In Pop Art, Visual arts Gender Positivity is the new trend.
Part of the “Come As You Are”movement, gender Positivity is the attitude about positive gender inclusivity within society, regarding new approaches to gender equality and general awareness around Transgender, non-binary and queer identities.
In all of this we see a move away from binary assumptions about gender. A move evolving into a broader Gender Positivity Pop Art production.
Regarding the Gender Positivity in Pop Art, co-president of ICON (Illustration Conference) Len Small declared to Adobe Creative Magazine:
“Over the past few years, audiences have been challenged on assumptions of gender as a binary identity,” he says. “This will start to reflect in how artists depict figures in illustration and photography, spinning off assumptions of cis-gendered portraiture.

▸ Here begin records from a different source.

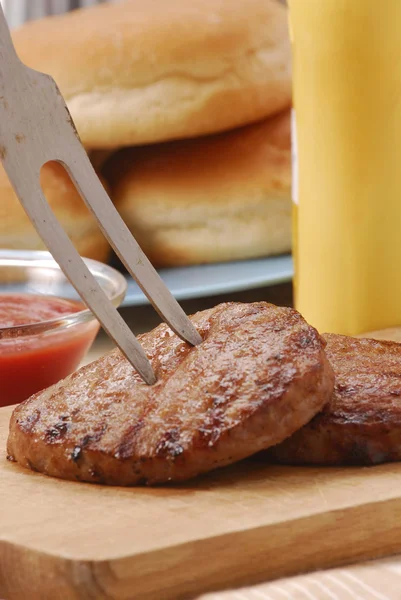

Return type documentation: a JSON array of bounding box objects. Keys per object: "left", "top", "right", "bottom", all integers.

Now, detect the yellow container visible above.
[{"left": 289, "top": 0, "right": 401, "bottom": 335}]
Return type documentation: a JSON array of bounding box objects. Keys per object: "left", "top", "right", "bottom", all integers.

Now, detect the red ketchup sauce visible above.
[{"left": 0, "top": 294, "right": 99, "bottom": 407}]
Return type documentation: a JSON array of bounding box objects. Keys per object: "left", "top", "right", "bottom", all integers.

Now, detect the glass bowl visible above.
[{"left": 0, "top": 249, "right": 127, "bottom": 407}]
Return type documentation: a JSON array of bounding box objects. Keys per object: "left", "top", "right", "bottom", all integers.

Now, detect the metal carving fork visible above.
[{"left": 0, "top": 6, "right": 202, "bottom": 385}]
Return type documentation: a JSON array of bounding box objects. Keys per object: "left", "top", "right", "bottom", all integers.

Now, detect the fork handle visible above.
[{"left": 0, "top": 4, "right": 157, "bottom": 385}]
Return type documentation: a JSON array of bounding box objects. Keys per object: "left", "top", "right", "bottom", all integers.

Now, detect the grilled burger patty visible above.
[
  {"left": 7, "top": 302, "right": 334, "bottom": 485},
  {"left": 266, "top": 334, "right": 401, "bottom": 466}
]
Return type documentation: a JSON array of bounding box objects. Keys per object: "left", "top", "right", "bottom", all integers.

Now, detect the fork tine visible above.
[
  {"left": 13, "top": 177, "right": 157, "bottom": 385},
  {"left": 0, "top": 3, "right": 200, "bottom": 384},
  {"left": 60, "top": 148, "right": 203, "bottom": 347}
]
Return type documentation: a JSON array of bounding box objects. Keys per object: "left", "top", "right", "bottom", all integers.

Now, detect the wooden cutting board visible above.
[{"left": 3, "top": 400, "right": 401, "bottom": 600}]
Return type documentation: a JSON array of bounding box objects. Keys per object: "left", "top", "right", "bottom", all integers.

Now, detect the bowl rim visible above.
[{"left": 0, "top": 249, "right": 127, "bottom": 338}]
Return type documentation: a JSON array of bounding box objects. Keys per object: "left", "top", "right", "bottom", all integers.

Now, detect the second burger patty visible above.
[{"left": 265, "top": 333, "right": 401, "bottom": 466}]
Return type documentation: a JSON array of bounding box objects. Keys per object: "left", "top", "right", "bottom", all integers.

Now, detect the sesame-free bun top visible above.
[
  {"left": 0, "top": 162, "right": 109, "bottom": 262},
  {"left": 12, "top": 0, "right": 291, "bottom": 149},
  {"left": 106, "top": 110, "right": 292, "bottom": 267}
]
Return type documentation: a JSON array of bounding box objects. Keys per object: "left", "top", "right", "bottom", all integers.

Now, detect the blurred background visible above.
[
  {"left": 1, "top": 0, "right": 111, "bottom": 27},
  {"left": 1, "top": 0, "right": 286, "bottom": 27},
  {"left": 0, "top": 0, "right": 293, "bottom": 357}
]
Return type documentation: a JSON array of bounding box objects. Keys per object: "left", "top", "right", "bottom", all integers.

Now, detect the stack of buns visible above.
[
  {"left": 0, "top": 162, "right": 110, "bottom": 262},
  {"left": 3, "top": 0, "right": 292, "bottom": 267}
]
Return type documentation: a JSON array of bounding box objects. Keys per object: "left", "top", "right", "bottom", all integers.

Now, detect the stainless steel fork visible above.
[{"left": 0, "top": 5, "right": 202, "bottom": 385}]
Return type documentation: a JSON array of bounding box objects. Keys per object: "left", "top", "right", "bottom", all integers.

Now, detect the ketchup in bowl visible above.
[{"left": 0, "top": 293, "right": 99, "bottom": 407}]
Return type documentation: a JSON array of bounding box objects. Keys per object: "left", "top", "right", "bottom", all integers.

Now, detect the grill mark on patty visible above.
[
  {"left": 45, "top": 421, "right": 69, "bottom": 443},
  {"left": 70, "top": 425, "right": 108, "bottom": 462},
  {"left": 18, "top": 409, "right": 41, "bottom": 433},
  {"left": 114, "top": 420, "right": 145, "bottom": 460},
  {"left": 156, "top": 428, "right": 184, "bottom": 458}
]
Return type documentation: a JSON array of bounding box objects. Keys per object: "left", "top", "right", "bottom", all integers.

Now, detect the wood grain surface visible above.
[
  {"left": 198, "top": 556, "right": 401, "bottom": 600},
  {"left": 2, "top": 400, "right": 401, "bottom": 599}
]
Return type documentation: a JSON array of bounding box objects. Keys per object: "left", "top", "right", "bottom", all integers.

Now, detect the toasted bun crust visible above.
[
  {"left": 0, "top": 162, "right": 109, "bottom": 262},
  {"left": 106, "top": 110, "right": 291, "bottom": 267},
  {"left": 12, "top": 0, "right": 291, "bottom": 149}
]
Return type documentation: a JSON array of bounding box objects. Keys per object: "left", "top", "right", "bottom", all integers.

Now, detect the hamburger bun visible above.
[
  {"left": 89, "top": 150, "right": 115, "bottom": 171},
  {"left": 106, "top": 109, "right": 292, "bottom": 267},
  {"left": 0, "top": 162, "right": 109, "bottom": 262},
  {"left": 12, "top": 0, "right": 291, "bottom": 149}
]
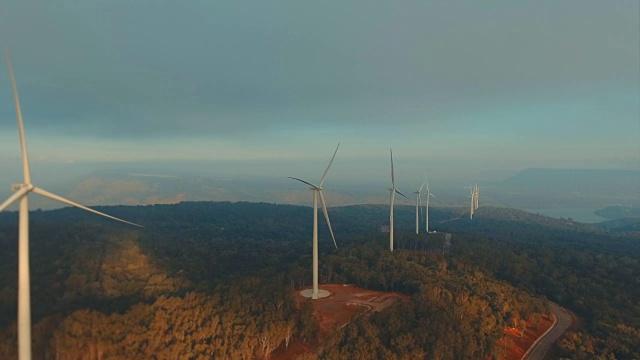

David Bowie would be proud.”
Len Small sees a convergence of politics and compassion: “Now that the shock of the changing political field is wearing off, we are likely to see more reactions of anger and frustration. I am eager to watch how artists might use digital platforms for protest art and graphics. I was fortunate to see Milton Glaser speak at Cooper Union toward the end of last year; he talked about how one of the greatest weapons we have against a bullish political climate is compassion, caring, and understanding. A kind pen is a mighty sword.”
Marlena Torzecka, of the illustration agency Marlena Agency, is seeing more demand for GIFs: “We get assignments, even for newspapers like the Wall Street Journal or New York Times, where artists are asked either to do their own GIF from an illustration or somebody inside the paper does GIF from the illustration. The overall trend is more animations and videos on the Internet.”